Component Architecture

1. loom-core

The core optimization library. Contains all optimization passes and the main pipeline.

Key Modules:

  • parse: WAT/WASM parsing using wat and wasmparser crates
  • optimize: 10-phase optimization pipeline
  • encode: WAT/WASM encoding using wasmprinter and wasm-encoder
  • verify: Z3 SMT-based formal verification
  • component: WebAssembly Component Model support
  • terms: Conversion between instructions and ISLE terms

File Structure:

loom-core/
├── src/
│   ├── lib.rs              # Main module, optimization pipeline
│   └── verify.rs           # Z3 verification module
├── tests/
│   └── optimization_tests.rs  # Comprehensive test suite (20 tests)
└── benches/
    └── optimization_benchmarks.rs  # Criterion benchmarks

2. loom-isle

ISLE (Instruction Selection and Lowering Engine) integration. Defines term types and optimization rules.

Key Files:

  • isle/wasm_terms.isle: Term type definitions (I32Add, I32Const, etc.)
  • isle/wasm_opts.isle: Optimization rules (constant folding, algebraic simplification)
  • src/lib.rs: Rust bindings and term conversion

Term System:

pub enum ValueData {
    I32Const { val: Imm32 },
    I32Add { lhs: Value, rhs: Value },
    I32Sub { lhs: Value, rhs: Value },
    LocalGet { idx: u32 },
    LocalSet { idx: u32, value: Value },
    // ... 40+ operations
}

3. loom-cli

Command-line interface. Provides user-friendly access to optimization and verification.

Commands:

loom optimize <input> [options]
  --output, -o <file>   # Output path
  --wat                 # Output as WAT text
  --stats               # Show statistics
  --verify              # Run verification

Optimization Pipeline

Phase Order Rationale

The 10-phase pipeline is carefully ordered to maximize optimization opportunities:

Why Inline First (Phase 1)?

Inlining runs first so that subsequent passes (constant folding, CSE, strength reduction) can optimise across the now-visible inlined code.

Why Constant Folding Before CSE (Phases 3 & 4)?

Problem: If CSE runs before constant folding:

i32.const 42
i32.const 42
i32.add

CSE would cache the constant 42 in a local:

i32.const 42
local.tee $0
local.get $0
i32.add

Now constant folding can't work because it's no longer two constants!
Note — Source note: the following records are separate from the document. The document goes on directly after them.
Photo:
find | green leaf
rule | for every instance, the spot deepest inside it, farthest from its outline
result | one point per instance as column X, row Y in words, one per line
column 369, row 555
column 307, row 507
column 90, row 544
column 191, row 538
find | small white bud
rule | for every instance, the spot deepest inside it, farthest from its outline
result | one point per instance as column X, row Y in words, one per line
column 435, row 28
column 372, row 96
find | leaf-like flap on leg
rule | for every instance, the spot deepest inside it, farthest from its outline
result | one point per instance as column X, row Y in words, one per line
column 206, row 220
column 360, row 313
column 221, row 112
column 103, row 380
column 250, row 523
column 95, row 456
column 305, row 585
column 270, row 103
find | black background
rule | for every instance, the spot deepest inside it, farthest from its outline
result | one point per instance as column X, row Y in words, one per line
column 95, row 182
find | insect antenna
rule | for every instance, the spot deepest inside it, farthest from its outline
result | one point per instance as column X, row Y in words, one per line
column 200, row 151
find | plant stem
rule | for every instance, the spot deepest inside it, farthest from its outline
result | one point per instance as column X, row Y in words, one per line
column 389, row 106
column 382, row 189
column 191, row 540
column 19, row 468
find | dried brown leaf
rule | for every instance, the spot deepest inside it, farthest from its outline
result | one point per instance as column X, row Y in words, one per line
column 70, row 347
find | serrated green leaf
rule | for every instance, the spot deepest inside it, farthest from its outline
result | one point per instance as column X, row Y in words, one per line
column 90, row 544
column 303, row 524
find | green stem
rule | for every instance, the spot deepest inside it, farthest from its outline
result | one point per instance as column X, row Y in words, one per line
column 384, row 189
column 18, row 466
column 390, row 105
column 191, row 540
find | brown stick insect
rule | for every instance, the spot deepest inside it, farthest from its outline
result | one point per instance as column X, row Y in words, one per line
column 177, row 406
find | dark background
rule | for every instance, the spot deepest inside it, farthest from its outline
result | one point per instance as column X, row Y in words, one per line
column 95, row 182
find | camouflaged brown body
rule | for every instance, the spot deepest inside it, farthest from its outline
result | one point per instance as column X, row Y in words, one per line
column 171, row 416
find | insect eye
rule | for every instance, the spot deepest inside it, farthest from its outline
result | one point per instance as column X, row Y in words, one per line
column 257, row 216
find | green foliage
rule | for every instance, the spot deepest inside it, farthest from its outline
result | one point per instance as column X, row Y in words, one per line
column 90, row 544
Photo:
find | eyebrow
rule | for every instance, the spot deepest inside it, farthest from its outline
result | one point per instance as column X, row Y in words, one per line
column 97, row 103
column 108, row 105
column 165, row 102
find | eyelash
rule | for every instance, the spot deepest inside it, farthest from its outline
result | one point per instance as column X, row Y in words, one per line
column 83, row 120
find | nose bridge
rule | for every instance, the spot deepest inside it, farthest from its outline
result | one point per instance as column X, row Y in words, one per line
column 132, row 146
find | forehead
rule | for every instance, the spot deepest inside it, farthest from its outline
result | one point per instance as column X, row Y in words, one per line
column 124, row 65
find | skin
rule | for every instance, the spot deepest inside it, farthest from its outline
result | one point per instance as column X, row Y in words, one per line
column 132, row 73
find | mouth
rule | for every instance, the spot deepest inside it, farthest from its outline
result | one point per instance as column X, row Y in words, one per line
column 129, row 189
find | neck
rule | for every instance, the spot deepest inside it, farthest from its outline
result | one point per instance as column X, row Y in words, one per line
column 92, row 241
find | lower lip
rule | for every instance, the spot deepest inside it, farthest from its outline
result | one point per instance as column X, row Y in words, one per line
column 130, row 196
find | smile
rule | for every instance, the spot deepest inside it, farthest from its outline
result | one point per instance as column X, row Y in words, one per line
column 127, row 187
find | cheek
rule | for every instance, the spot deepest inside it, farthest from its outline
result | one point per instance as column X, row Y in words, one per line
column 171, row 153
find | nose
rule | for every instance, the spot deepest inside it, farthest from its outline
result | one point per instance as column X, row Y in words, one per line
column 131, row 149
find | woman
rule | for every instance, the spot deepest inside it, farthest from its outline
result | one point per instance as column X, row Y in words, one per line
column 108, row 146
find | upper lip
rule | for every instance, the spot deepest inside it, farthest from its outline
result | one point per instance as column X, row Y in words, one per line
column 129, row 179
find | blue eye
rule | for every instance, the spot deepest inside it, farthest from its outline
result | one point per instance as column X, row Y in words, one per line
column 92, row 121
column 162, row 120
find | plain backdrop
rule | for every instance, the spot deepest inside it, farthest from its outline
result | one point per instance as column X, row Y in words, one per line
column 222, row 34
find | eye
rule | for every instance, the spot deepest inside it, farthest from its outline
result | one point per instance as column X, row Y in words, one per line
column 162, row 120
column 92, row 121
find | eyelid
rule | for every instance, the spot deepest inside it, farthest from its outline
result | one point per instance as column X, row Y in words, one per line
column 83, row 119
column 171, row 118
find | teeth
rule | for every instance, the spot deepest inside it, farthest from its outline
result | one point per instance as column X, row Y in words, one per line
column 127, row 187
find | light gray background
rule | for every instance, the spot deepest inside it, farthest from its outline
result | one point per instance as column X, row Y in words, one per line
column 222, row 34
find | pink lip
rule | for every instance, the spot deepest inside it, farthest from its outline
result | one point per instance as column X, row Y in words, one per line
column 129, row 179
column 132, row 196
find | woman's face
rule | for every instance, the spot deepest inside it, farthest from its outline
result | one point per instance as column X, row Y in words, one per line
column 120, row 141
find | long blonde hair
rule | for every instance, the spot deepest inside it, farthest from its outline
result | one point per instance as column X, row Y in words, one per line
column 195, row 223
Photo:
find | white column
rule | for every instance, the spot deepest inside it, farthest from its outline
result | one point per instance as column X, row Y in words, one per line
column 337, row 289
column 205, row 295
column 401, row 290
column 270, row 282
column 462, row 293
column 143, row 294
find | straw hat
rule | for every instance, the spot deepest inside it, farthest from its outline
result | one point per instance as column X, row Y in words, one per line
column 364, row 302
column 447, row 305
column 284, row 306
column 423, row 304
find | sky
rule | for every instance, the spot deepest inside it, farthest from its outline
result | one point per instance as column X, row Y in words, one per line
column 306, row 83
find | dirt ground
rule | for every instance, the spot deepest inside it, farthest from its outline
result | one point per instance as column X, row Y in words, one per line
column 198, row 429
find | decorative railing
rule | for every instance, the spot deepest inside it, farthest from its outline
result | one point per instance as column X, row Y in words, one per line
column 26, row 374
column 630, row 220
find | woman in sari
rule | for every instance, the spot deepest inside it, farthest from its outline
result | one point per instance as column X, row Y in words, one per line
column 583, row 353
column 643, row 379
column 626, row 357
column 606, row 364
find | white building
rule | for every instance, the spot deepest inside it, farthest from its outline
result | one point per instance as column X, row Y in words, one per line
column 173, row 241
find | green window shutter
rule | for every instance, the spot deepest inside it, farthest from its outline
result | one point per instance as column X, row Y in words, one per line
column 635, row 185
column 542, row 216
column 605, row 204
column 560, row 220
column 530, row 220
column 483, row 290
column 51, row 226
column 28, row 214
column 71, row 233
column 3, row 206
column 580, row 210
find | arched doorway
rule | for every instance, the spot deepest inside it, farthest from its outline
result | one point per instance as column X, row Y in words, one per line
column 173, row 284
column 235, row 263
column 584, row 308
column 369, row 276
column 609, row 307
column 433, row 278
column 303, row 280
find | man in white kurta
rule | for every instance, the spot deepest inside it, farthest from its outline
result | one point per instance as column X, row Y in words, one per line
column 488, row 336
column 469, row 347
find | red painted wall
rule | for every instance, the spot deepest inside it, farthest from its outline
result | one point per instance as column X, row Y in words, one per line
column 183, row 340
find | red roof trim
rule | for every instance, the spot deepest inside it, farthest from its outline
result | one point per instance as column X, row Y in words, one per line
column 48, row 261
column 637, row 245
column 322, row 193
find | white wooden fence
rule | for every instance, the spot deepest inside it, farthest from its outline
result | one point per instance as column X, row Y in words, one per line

Solution: Run constant folding first:

i32.const 42
i32.const 42
i32.addi32.const 84  # Folded before CSE sees it

Why Strength Reduction After Constant Folding (Phase 5)?

Constants might create optimization opportunities:

i32.const 2
i32.const 3
i32.add       # Folds to: i32.const 5
i32.const 8
i32.mul       # Now: 5 * 8, but 8 is power of 2!
              # Becomes: 5 << 3

Optimization Pass Details

Strength Reduction

Replaces expensive operations with cheaper equivalents.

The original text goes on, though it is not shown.